First sites unveiled for student laptops in Idaho

Published: June 6, 2012 

Nine Treasure Valley districts are among 30 selected for the first phase of Idaho’s ‘21st Century Classroom.’

From tiny Melba to the state’s biggest district, Meridian, about 14,160 high school students across the Treasure Valley will be issued the computers in the fall of 2013.

In all, about 27,000 students — one-third of all 9th- through 12-graders in the state — will be part of the planned laptop rollout. The other two-thirds of Idaho high-schoolers will get laptops in the following two years — or possibly one year, if the Legislature allows statewide implementation to speed up.

Meridian plans to provide the first-year laptops to students at Eagle, Centennial and Renaissance high schools, and to those at its three alternative high schools, Central, Meridian and Eagle academies.

Details on which schools Boise will give laptops to weren’t available Tuesday.

The Vallivue, Kuna, Melba and Emmett districts will each get enough laptops for students at their traditional and alternative high schools, while Homedale, Middleton and Notus will each have one participating school.

About 84 percent of all Idaho high schools vied for the laptops, so the State Department of Education used a competitive application process that ranked applicants by each region.

Superintendent Tom Luna said the goal of the laptop initiative is to “provide equal access to the best educational opportunities for every student — no matter where they live.”

The “advanced classroom technology” part of Luna’s plan targets $13 million each year for hardware and professional development.

REFORMS TARGETED FOR REPEAL

Laptops are just one part of Idaho’s Students Come First laws. Under Luna’s reforms, Idaho is on track to become the first state in the nation to require high school students to take at least two credits online to graduate.

The laws, which also limit collective bargaining talks and call for merit pay for teachers, were approved by lawmakers in 2011. Critics got a repeal initiative on this November’s ballot.

The laptops allow small, rural districts “equal access to the best educational opportunities that other schools in our region have had for years,” said Melba Superintendent Andy Grover. “This will allow our students … to take classes from other schools, universities, and even other states.”

Meridian Superintendent Linda Clark said the initiative will expand student access to the courses offered through the district’s Virtual Schoolhouse.

PICKING THE SCHOOLS

Because the state is spreading the available laptop money across the state, large districts such as Meridian and Boise won’t be allotted enough laptops in the first year to serve all of their high schools.

Meridian’s two biggest schools, Rocky Mountain and Mountain View, would need all but a few hundred of the 4,700 total student laptops the district will receive, district spokesman Eric Exline said. So those two schools won’t be first in line.

Neither will Meridian High, because a pending reconstruction project cast doubt on whether wireless Internet access would be available.

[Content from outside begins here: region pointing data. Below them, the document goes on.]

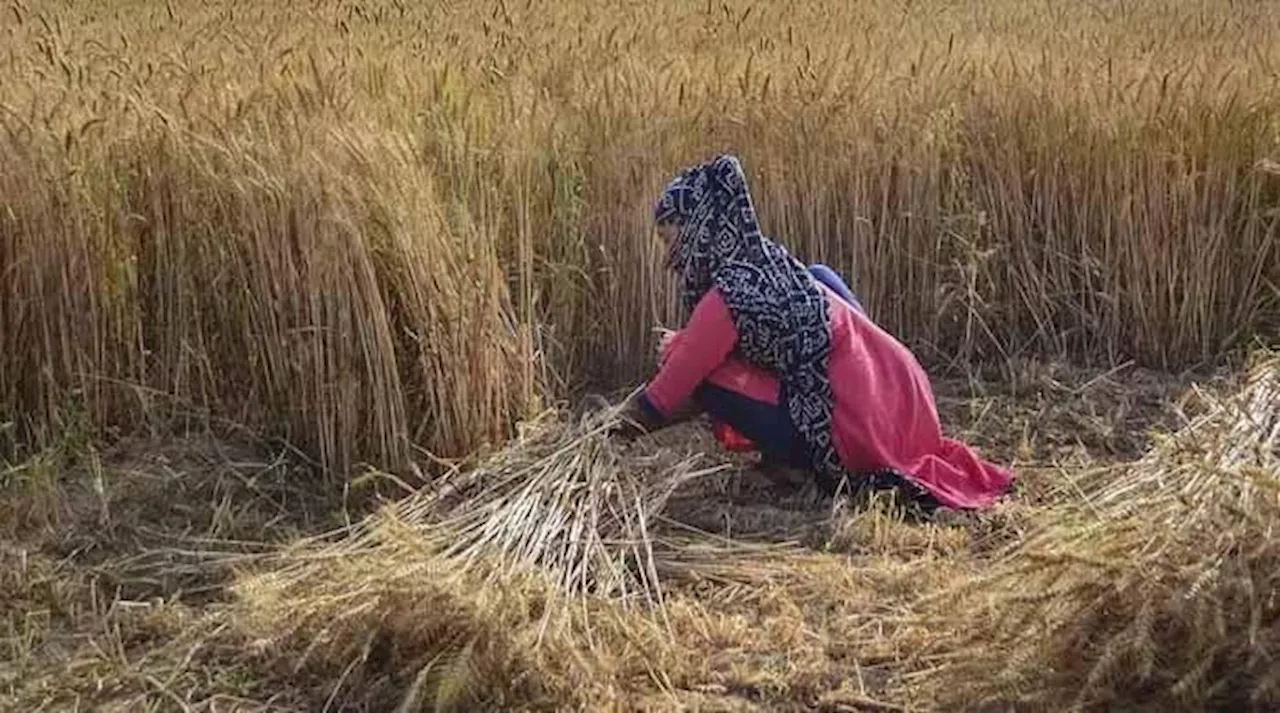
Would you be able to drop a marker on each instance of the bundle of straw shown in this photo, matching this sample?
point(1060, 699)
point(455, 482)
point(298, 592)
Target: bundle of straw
point(565, 499)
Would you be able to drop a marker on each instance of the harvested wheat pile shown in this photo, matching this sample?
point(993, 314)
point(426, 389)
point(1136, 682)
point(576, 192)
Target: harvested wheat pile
point(513, 584)
point(1157, 590)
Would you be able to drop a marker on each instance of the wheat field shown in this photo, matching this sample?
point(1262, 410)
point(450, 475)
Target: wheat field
point(378, 240)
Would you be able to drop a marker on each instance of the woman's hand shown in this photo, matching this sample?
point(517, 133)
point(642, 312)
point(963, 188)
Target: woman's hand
point(664, 338)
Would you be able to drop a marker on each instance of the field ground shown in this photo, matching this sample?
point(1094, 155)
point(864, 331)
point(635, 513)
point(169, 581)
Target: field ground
point(279, 282)
point(118, 589)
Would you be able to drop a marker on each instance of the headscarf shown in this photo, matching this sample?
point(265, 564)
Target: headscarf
point(777, 307)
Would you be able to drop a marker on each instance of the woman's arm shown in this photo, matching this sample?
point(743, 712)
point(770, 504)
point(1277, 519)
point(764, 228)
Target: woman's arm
point(700, 347)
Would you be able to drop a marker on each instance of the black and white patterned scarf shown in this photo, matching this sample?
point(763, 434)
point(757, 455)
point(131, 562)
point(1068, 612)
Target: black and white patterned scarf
point(778, 309)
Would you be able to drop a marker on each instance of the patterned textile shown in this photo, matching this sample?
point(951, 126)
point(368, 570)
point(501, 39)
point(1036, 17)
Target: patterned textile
point(778, 309)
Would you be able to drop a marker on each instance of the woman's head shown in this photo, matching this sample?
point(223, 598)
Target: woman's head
point(705, 218)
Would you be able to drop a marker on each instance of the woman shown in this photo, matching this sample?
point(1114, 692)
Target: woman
point(790, 362)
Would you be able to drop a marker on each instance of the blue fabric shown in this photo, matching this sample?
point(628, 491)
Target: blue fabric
point(771, 429)
point(777, 307)
point(767, 425)
point(828, 277)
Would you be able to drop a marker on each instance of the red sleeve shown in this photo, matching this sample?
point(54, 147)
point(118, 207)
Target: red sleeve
point(702, 346)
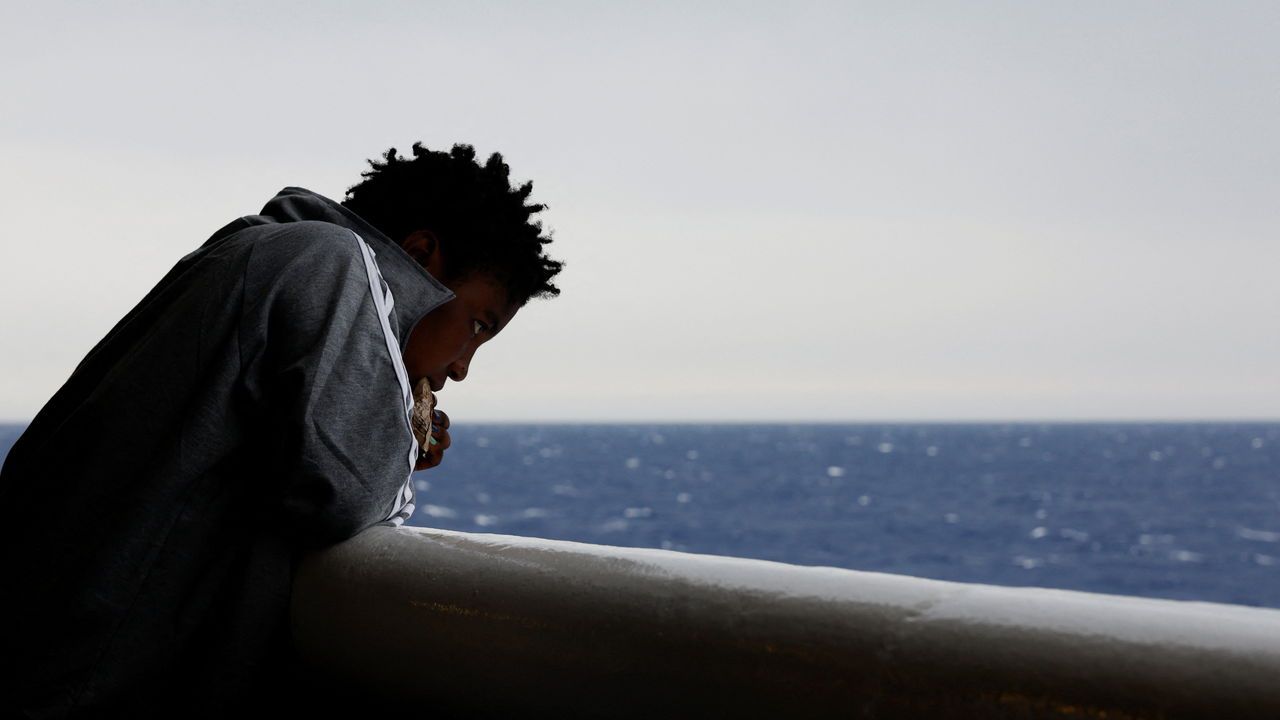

“We’re trying to spread it to as many schools as possible,” Exline said.

Boise also will receive 4,700 laptops — the maximum for any district — for up to three high schools, Department of Education spokeswoman Melissa McGrath said.

COMPUTERS FOR TEACHERS

Laptops will be distributed to administrators and teachers throughout every Idaho school district this fall so they can spend the year learning how to integrate the devices into their curriculum before laptops are given to students in fall 2013.

Teachers who receive laptops this fall might have to return the devices if the November repeal referendum succeeds. That’s because the technology and merit-pay funding would likely be redirected into a rainy-day account for public education, state education officials have said.

Plans call for a three-year deployment of laptops across Idaho, with one-third of all public high school students affected each year. Luna said he might ask the Idaho Legislature to shorten that timeline to two years.